Foreclosed homes may be hitting the market at lower rates, but they continue to bloat bank balance sheets. A front page New York Times article today investigates the phenomenon of banks accumulating foreclosures, rather than quickly releasing them to the market. This is likely occurring both voluntarily and involuntarily. On one hand, foreclosuregate drove banks to slow their processes. On the other hand, banks don't want to vomit hundreds of thousands of foreclosures on a small group of interested buyers. How will their strategy affect the housing market?

Why It's Happening

First, why are banks choosing to act in this way? There's really no upside to foreclosing quicker. Home buying demand remains relatively weak. This means auctions will provide deeper discounts if more homes are offered to few buyers. Even the broader housing market will provide bigger discounts on distressed properties if there are more to choose from. 

Additionally, as banks foreclose slowly, the losses that result hit over a longer period of time. That makes them easier to digest, as revenue each quarter will more easily outweigh those losses. If they come all at once, they could deplete a bank's capital, which could cause investors to grow wary.

Moreover, if banks were to process foreclosures more quickly, they would have to ramp up their staffs. In other words, their costs would increase.

So really, the calculus becomes a simple one for banks. Do you want to increase your costs and increase the size and severity of the losses you take on foreclosed homes? Of course not, so you foreclose slowly.

Longer To Rebound

What's good for banks isn't necessarily good for everybody else, however. Although they may succeed in preventing prices from falling more quickly than they otherwise would, they cannot prevent prices from falling altogether. That's a function of supply and demand. The demand isn't going to rise or fall based on that supply alone. So whatever equilibrium housing prices would have reached if foreclosures were processed quicker will still be where they end up. Banks are just choosing to take the longer road there instead of the shorter one.

A Fake Rebound

Yet it might look like banks are succeeding at preventing bigger declines in prices. Inflation might make the market look better than it really is.

For example, if prices increased by 1% for the next three years, but inflation increases something around 4% per year, then real home prices had declined by around 9% over the period. Under normal market conditions, homes appreciate with inflation, so what looks like a rebound might not be in real terms.

A rebound will not be present until home prices increase at or above the rate of inflation. Dragging out the time it takes to hit the bottom will likely cause tiny nominal gains in prices for a few years, which really translate into losses.

No Overshoot?

But the banks may accomplish one thing: they may prevent a market overshoot. If lots of foreclosures were released immediately, and home prices were to fall all at once, instead of over an extended period, then homeowners could freak out. You might see strategic defaults begin to soar again. If the housing market were suddenly to fall by, say, 10% or more in a year, then more underwater borrowers might walk away.

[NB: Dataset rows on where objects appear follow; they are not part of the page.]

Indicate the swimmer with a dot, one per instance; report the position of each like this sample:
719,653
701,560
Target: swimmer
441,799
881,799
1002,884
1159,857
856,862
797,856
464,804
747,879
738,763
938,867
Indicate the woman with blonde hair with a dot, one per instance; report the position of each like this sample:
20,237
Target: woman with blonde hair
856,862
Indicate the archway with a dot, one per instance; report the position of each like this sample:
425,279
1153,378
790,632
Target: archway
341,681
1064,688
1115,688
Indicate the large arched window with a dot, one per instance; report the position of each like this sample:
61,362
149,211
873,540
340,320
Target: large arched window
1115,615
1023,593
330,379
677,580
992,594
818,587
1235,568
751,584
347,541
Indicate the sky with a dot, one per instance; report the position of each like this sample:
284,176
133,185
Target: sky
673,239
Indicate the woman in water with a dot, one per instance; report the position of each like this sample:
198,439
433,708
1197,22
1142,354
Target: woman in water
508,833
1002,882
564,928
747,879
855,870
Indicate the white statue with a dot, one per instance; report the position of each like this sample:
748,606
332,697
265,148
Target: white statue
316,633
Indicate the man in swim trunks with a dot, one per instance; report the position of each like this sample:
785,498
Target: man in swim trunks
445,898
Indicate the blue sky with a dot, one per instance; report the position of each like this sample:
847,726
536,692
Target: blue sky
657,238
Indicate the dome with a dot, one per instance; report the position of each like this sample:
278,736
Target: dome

This could cause the market to overshoot its natural bottom. That would be worse for everyone. So this could be one clearly positive consequence of banks' slow trickle strategy.

Better or Worse for Construction?

Is this strategy best for the construction market? This could play out one of two ways.

As foreclosed homes are being consistently, slowly released, some buyers might wait to see if good properties are forthcoming, rather than constructing a new home immediately if they don't like the listings they see. New construction would remain slower for longer.

Alternatively, if the discounts were deeper immediately, then buyers might renovate an existing property instead. Then, the relatively low levels of inventory out there (compared to a foreclosure dump) would encourage potential buyers to build sooner. 


So for quite a while, the housing market is going to remain in this frustrating, slow state of uncertainty and weakness. A real recovery will be elusive, probably for years. But prices in most locations aren't likely to decline very quickly over this time either.